1991年フランス映画。カラー。1時間54分。エリック・ロメール監督および脚本。女はコックのシャルルとできて女の子を生む。女の名はフェリシー(シャルロット・ヴェリー)。その後、男からは何の返事もないし、男が去ったアメリカの住所もわからぬので、女は手紙の出しようもない。
5年がたった。人のいい美容院の主人が妻と別れ、あんたと結婚したいと女に申し込んできた。別のところに店を持って一緒にやろうという人のいい中年男(ミシェル・ヴォレッティ)。結婚して、妻を新しく作った美容院の看板女にしようとした。好きだし、彼女が美しいからなのに、彼女は商売のための結婚と決め込んで、この男から去った。
次は、かねてから深く知り合っていて、今も彼女を本心から愛しているロイック(エルヴェ・フュリク)にわけを話したところ、運命は自分と結び付くためだと彼女との結婚を力説した。そしてある晩、2人で芝居を見に行った。シェークスピアの「冬物語」。彼女、これを見ておいおい泣き出した。
そしてついにある日、バスに我が娘を連れて乗り込んだところ、その席の真ん前に自分の最初の男、今も忘れ得ぬ男、そして今ここに連れている女の子の父たる彼、すなわちシャルル(フレデリック・ヴァン・デン・ドリーシュ)が乗っていた。そんな、馬鹿らしい、と言うなかれ。事実は小説よりもミラクルだと、この映画はここで開き直っている。

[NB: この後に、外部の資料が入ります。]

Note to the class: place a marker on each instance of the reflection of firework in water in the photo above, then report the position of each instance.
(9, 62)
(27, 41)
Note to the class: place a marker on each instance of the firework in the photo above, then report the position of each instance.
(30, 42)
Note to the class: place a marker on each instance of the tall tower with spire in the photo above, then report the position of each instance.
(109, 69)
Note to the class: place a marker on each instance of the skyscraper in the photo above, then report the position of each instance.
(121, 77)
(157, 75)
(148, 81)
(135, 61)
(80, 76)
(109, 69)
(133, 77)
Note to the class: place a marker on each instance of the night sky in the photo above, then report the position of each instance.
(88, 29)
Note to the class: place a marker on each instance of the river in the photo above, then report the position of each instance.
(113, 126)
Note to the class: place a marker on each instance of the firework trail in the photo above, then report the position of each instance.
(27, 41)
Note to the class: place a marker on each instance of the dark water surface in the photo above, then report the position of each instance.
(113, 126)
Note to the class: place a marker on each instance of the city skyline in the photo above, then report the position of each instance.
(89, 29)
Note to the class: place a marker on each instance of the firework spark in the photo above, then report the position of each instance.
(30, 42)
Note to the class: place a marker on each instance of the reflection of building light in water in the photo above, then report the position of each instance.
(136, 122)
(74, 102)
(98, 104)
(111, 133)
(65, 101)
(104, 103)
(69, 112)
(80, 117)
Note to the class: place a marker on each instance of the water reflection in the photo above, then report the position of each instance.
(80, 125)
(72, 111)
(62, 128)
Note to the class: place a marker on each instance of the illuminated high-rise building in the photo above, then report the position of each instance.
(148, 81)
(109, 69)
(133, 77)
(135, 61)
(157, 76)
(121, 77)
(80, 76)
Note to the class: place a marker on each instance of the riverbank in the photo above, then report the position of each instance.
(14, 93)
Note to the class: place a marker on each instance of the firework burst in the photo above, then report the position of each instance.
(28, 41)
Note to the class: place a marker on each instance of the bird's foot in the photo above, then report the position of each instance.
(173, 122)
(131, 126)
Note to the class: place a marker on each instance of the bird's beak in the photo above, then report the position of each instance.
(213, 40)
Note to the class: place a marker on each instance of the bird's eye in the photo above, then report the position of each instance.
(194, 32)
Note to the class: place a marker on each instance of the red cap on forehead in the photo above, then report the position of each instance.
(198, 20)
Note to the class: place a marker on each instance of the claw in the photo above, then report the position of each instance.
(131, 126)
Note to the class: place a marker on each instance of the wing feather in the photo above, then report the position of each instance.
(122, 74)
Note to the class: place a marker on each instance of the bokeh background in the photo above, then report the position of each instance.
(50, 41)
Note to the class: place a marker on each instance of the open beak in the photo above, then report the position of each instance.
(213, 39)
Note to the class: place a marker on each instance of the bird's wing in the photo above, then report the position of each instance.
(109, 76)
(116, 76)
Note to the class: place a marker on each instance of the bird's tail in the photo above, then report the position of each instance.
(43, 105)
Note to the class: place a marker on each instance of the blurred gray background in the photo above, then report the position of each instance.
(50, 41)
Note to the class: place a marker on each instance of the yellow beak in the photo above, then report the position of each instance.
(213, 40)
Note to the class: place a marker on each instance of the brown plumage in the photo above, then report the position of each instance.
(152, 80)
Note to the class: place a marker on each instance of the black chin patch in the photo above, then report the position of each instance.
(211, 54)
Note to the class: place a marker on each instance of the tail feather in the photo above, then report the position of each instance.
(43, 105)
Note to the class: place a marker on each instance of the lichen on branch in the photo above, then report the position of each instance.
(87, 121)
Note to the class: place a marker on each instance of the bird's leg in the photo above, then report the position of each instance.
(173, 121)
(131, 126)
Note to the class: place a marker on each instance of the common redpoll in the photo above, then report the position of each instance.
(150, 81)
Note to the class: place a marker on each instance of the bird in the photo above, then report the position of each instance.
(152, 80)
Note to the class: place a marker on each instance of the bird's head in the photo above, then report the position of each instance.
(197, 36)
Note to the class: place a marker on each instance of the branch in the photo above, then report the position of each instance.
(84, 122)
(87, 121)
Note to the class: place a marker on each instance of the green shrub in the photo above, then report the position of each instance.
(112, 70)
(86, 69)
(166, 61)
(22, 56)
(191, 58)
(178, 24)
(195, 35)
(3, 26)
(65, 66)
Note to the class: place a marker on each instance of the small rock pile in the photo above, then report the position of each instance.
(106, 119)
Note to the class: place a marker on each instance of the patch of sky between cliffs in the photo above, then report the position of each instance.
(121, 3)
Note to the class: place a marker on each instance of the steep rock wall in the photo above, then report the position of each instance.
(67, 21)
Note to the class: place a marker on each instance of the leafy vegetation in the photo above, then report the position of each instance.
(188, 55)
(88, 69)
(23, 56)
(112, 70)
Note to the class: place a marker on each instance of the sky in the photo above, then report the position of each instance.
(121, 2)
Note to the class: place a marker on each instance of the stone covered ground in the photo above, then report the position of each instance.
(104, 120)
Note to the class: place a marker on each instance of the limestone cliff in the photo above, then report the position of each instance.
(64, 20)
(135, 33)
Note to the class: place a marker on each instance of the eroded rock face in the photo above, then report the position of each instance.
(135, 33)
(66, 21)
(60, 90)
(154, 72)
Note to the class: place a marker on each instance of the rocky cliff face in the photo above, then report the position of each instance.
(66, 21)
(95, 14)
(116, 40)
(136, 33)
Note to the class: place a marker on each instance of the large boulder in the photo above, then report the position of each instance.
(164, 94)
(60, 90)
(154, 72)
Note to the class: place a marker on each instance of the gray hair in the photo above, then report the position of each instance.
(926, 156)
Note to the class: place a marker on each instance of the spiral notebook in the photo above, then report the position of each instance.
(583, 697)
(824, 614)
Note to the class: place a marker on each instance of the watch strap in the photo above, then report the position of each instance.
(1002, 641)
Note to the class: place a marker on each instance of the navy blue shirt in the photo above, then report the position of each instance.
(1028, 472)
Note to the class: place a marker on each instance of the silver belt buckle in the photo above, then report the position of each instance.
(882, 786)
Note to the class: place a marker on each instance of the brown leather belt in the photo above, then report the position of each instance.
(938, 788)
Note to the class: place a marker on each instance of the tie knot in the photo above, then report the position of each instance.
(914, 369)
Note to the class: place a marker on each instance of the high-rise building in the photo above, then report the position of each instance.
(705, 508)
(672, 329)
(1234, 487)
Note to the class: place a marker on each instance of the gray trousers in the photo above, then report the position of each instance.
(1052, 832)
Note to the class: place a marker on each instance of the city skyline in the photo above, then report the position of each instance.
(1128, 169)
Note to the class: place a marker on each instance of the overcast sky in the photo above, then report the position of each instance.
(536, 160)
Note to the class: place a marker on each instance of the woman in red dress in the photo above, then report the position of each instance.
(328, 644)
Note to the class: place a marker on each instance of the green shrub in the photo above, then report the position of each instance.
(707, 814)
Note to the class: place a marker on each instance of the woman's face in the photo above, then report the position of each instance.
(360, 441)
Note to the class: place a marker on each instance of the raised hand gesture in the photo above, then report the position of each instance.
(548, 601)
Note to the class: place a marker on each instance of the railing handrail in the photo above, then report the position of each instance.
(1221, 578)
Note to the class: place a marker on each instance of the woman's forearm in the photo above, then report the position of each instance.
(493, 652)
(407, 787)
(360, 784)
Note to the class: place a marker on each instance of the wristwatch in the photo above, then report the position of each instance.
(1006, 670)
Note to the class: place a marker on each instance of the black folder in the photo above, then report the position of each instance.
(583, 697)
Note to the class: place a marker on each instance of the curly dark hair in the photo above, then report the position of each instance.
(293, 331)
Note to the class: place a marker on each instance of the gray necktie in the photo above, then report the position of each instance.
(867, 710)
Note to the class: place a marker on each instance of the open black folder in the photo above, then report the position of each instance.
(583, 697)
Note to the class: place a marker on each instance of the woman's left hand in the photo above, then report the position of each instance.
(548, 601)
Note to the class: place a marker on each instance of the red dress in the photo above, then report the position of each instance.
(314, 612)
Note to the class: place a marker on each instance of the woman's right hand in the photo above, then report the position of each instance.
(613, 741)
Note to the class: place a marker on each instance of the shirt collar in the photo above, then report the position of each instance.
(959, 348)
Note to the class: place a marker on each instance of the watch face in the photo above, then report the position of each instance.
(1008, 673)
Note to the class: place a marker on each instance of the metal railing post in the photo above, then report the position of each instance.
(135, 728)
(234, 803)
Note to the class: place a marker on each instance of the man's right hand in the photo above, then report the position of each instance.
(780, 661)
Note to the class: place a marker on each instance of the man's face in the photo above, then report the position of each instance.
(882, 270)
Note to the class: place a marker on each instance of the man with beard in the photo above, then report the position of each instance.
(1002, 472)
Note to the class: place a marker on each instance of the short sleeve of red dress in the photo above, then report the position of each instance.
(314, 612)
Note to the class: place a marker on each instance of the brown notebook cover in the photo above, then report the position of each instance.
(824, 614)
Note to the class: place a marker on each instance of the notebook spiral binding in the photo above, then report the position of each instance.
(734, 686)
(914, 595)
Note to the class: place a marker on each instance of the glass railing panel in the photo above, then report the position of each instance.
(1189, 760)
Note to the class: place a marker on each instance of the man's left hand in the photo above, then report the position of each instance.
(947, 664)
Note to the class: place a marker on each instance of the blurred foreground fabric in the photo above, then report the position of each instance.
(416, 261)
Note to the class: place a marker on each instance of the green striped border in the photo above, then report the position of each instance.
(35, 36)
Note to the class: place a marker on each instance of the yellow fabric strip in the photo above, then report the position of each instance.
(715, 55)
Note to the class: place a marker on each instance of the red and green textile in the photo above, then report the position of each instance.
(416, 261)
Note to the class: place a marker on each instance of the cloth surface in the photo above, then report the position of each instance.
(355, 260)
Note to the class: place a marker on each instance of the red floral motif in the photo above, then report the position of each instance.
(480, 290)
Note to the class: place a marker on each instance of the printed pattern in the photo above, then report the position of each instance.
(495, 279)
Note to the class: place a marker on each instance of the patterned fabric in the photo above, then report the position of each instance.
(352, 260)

映画の出来は100点満点で60点。けれども男2人、その1人が商人、いま1人が文学と人生を取り違えた男。映画はこの不幸な2人の演技に力を込め、特にこの勝手な女の生き方をとにかくしっかりと演じたシャルロット・ヴェリーの努力ぶりをこの作品に盛り込み得たところが見どころ。
男はえてしてこんなもの、女はえてしてこんなものの物語。実は、女が男に渡した自分の住所のつづりが間違っていたとは、この脚本、最高の不出来。原名は「四季の物語・第二号」。日本題名、冬あらば春あり……か。(映画評論家)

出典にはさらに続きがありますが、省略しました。